When Jackson Fentry (Robert Duvall) was called up for jury duty after a young ne'erdowell was shot dead and his attacker put on trial, nobody expected him to be the sole member to ruin the case since everyone else regarded the deceased as having got what was coming to him. Not Fentry, though, and to understand why you had to go back twenty years to when he had been hired to look after a wealthy farmer's boiler house, which he did all on his own and apparently was unbothered by the solitude. However, one day as he was about to return to his father's farm for the Christmas holiday, he happened to be preparing to leave when he found an exhausted woman, Sarah Eubanks (Olga Bellin), lying near the shed where he had been living. What was she doing here?
Tomorrow was a very low budget, black and white film that had an impressive pedigree. Some low budgeters of that era could end up with a Night of the Living Dead, but not this bunch, for they wanted to adapt a William Faulkner short story as lyrically as possible, making a virtue of its winter setting to craft the closest thing they could get to poetry on the screen and for many viewers, they succeeded admirably. It was more or less ignored on its initial release, despite star Duvall mentioning it as one of his favourite roles, but when he reteamed with scriptwriter Horton Foote on the Oscar-winner Tender Mercies, which was not dissimilar to this, the earlier picture gained more recognition since you could discern the virtues of the awards-worthy effort started here.
Certainly Billy Bob Thornton was impressed with Tomorrow, for he lifted his performance wholesale for Thornton's much-lauded Sling Blade to a distracting degree, and the same sort of folks who admired that would be the sort who admired the 1972 Faulkner adaptation.

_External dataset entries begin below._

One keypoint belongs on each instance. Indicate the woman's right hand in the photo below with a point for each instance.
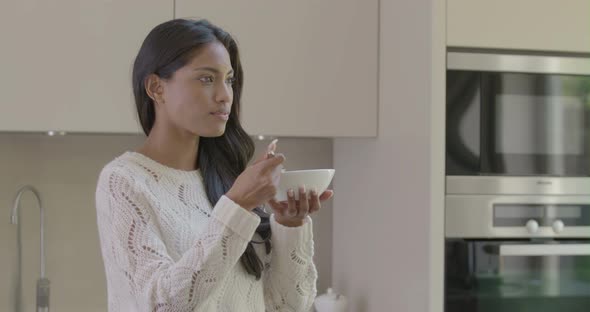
(256, 185)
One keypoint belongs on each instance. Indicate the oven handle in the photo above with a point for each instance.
(545, 250)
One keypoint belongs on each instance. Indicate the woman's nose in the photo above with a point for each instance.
(224, 93)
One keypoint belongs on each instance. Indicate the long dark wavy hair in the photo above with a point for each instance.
(167, 48)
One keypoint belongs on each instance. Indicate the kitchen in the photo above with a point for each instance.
(382, 234)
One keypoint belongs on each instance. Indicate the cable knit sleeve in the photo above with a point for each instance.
(290, 279)
(136, 255)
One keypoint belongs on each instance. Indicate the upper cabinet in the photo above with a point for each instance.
(67, 64)
(546, 25)
(310, 67)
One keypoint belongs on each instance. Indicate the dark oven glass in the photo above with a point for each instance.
(482, 276)
(517, 124)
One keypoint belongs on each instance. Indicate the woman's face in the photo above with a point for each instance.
(198, 97)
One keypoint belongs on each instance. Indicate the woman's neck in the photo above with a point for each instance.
(171, 147)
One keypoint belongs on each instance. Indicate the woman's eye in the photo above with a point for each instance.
(207, 79)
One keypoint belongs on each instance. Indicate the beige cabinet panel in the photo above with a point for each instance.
(546, 25)
(310, 66)
(67, 64)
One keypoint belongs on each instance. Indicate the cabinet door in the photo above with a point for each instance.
(67, 64)
(310, 66)
(546, 25)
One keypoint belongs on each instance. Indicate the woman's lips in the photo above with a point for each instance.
(221, 115)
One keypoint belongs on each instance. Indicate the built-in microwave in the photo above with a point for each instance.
(517, 204)
(514, 115)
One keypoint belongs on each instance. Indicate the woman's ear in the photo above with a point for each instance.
(154, 88)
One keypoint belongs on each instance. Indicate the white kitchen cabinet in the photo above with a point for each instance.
(546, 25)
(67, 64)
(310, 66)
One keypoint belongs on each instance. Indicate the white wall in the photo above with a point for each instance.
(65, 169)
(388, 215)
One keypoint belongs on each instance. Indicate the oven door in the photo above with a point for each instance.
(509, 120)
(517, 276)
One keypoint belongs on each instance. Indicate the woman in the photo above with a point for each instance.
(180, 219)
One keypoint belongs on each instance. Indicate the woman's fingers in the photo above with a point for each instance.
(314, 202)
(303, 202)
(292, 210)
(326, 195)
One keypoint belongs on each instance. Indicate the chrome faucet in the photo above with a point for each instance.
(42, 282)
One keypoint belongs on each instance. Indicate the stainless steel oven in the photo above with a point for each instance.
(517, 253)
(517, 207)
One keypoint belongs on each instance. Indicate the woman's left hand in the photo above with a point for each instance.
(292, 213)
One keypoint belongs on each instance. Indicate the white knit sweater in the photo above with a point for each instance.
(165, 248)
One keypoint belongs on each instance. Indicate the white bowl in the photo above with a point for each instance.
(314, 178)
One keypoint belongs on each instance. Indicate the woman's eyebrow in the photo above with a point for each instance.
(212, 69)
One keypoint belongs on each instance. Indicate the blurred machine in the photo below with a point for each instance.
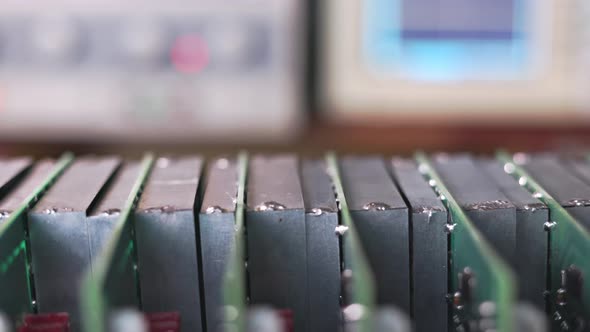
(133, 70)
(474, 62)
(278, 243)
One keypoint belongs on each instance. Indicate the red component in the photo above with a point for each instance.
(189, 54)
(52, 322)
(287, 317)
(164, 321)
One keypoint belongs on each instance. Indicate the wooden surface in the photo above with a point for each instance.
(351, 138)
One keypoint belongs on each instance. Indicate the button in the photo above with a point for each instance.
(55, 39)
(143, 41)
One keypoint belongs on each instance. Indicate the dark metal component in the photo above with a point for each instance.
(323, 248)
(105, 214)
(530, 318)
(429, 246)
(382, 221)
(59, 234)
(275, 223)
(572, 281)
(391, 319)
(531, 236)
(15, 299)
(216, 223)
(263, 319)
(483, 202)
(565, 186)
(167, 241)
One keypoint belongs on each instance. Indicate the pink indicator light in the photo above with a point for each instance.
(189, 54)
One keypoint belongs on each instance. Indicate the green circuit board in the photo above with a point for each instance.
(16, 285)
(112, 282)
(569, 248)
(473, 263)
(360, 285)
(234, 284)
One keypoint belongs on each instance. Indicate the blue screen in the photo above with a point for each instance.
(446, 40)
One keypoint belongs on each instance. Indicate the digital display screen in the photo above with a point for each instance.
(457, 19)
(447, 40)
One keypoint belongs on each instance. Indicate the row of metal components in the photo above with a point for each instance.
(185, 217)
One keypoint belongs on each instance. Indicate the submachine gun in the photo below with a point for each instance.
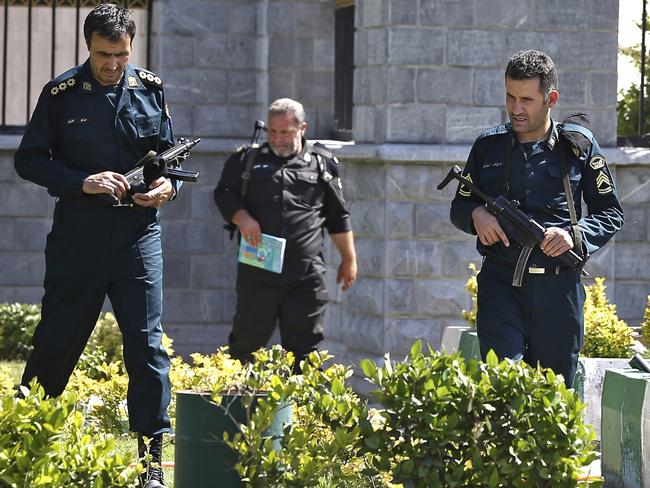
(516, 224)
(152, 166)
(251, 155)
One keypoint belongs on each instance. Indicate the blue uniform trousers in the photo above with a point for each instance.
(93, 252)
(540, 322)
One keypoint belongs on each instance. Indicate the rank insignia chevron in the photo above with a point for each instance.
(603, 183)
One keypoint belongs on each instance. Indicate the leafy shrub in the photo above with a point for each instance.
(104, 346)
(472, 288)
(606, 335)
(322, 446)
(102, 396)
(17, 324)
(628, 105)
(645, 325)
(7, 381)
(43, 443)
(494, 424)
(19, 320)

The problem with both interpretations was that they were incredibly affected, to the extent that you could see the gears working in both of them to create some plain and simple fellow who had hidden depths of compassion that nobody around would ever acknowledge. That was the reason the fans found this affecting, the portrayal of a man who has enormous reserves of love that for a short while come in useful for him, until harsh life intervenes and reasserts itself and he must go back to his thwarted existence as a poverty-stricken, well, hick was what he was.
The point that even in the bleakest of surroundings, love can find a way was all very well, but you could tell from even a five minute stretch of Tomorrow that it would never last, and the film had some severe lessons to teach you in its goal of moving the audience to tears. You would be unlikely to be in tears if the performances did not succeed for you, and that was the main problem: many of the far smaller roles were convincingly rustic, but Duvall and especially Bellin were too studied to be anything but self-conscious, even condescending, and further than that in Bellin there was a sense of the actress patting herself on the back for her stylings. What might have been effective on the page, as so often with the great writers whose technique was a large part of why they were so praised, was exposed rather blatantly when someone tried to film their endeavours, and considering it was a fairly brief read, it came across as far too drawn out as a movie to be comfortable to watch. A noble attempt, sure, but definitely not for everyone. Music by Irwin Stahl.